If the output is CUDA available: True, GPU support is successfully configured.
Running the Server
Note: The first server start will automatically download about 25MB of the KittenTTS model; this is a one-time process. Subsequent startups will be faster.
- Make sure the virtual environment is activated (prompt shows
(venv)). - Run in terminal:
python server.py
- After startup, the default browser will automatically open the operation page.
- Web address:
http://localhost:8005 - API documentation:
http://localhost:8005/docs
Stop the server by pressing CTRL+C.
Docker Installation (Optional)
Users familiar with Docker can use Docker Compose for a simple and efficient deployment.
-
Prepare the environment:
- Install Docker and Docker Compose.
- (GPU users) Install NVIDIA Container Toolkit.
-
Clone the project (if not done):
git clone https://github.com/devnen/Kitten-TTS-Server.git
cd Kitten-TTS-Server
- Start the container (based on hardware environment):
- NVIDIA GPU users:
docker compose up -d --build
- CPU only users:
docker compose -f docker-compose-cpu.yml up -d --build
- Access and manage containers:
- Web access:
http://localhost:8005 - View logs:
docker compose logs -f - Stop containers:
docker compose down
Feature Operations
-
Generate Regular Speech
- Start the server and open
http://localhost:8005. - Enter the target text.

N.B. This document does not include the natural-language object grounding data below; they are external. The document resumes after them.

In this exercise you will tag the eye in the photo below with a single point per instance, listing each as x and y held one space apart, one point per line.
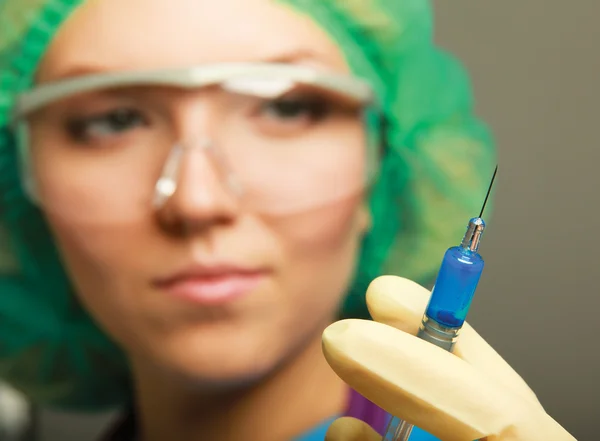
105 125
295 109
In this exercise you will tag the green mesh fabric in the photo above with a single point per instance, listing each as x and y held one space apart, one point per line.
433 178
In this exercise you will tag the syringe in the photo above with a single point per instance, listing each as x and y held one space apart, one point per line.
450 300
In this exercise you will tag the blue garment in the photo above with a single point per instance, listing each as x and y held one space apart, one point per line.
318 433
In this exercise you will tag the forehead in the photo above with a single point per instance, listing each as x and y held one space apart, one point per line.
108 35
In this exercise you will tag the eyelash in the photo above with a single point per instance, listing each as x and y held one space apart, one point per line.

- Select the preferred voice.
- Adjust the speech rate slider.
- Click “Generate Speech”; audio will play automatically and be available for download.
- Start the server and open
-
Generate Audiobooks
- Copy the entire book or chapter plain text.

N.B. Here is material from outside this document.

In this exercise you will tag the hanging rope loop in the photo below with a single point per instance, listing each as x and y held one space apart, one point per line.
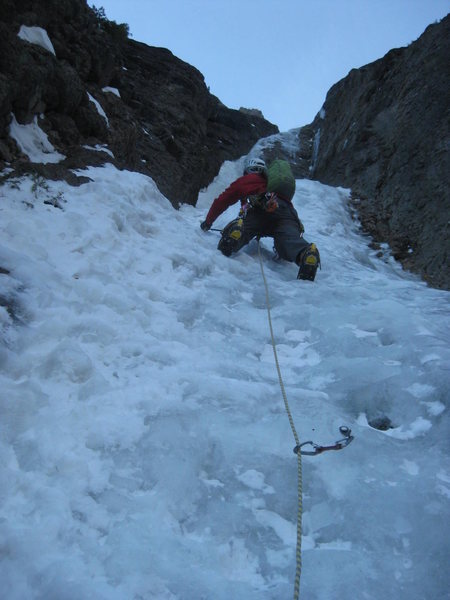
345 441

- Paste into the web text box.
- Ensure the “Split text into chunks” option is enabled.
- Set an appropriate chunk size (recommended 300-500 characters).
- Click “Generate Speech”; the long text will be segmented and synthesized, offering a complete downloadable audio file.
Application Scenarios
-
Audiobook Production
Convert e-books, long articles, or novels into audiobooks, with automatic splitting and splicing of long texts.
-
Personal Voice Assistant
Developers can call the API to add voice broadcast features to applications, such as news, weather, and notifications.
-
Video Content Dubbing
Used by content creators to generate video narration or commentary, improving efficiency at low cost with flexible modifications.
-
Learning Assistant Tool
Language learners input words or sentences to get standard pronunciation, or convert study materials into audio for listening during commutes or exercise.
FAQs
-
How does this project differ from directly using the KittenTTS model?

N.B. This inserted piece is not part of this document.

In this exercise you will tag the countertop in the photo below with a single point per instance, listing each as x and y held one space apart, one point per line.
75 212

This project is a service-based wrapper around KittenTTS, solving issues of complex environment setup, lack of interface, long text handling, and GPU acceleration. It provides a ready-to-use website interface and APIs, making it user-friendly for non-experts.
-
What to do if I encounter eSpeak related errors during installation?
Please ensure you have correctly installed eSpeak NG for your OS and restarted the terminal. If issues persist, check if it was installed in a standard system path.
-
How to confirm GPU acceleration is effective?
Confirm that NVIDIA-style dependencies have been installed and run commands to verify CUDA support. You can also monitor GPU usage via Task Manager or
nvidia-smiwhile the server is running. -
What if the server shows “port already in use” message?
This means the port 8005 is occupied by another program on your machine. You can change
server.portto another unused port (e.g., 8006) inconfig.yamland restart the server.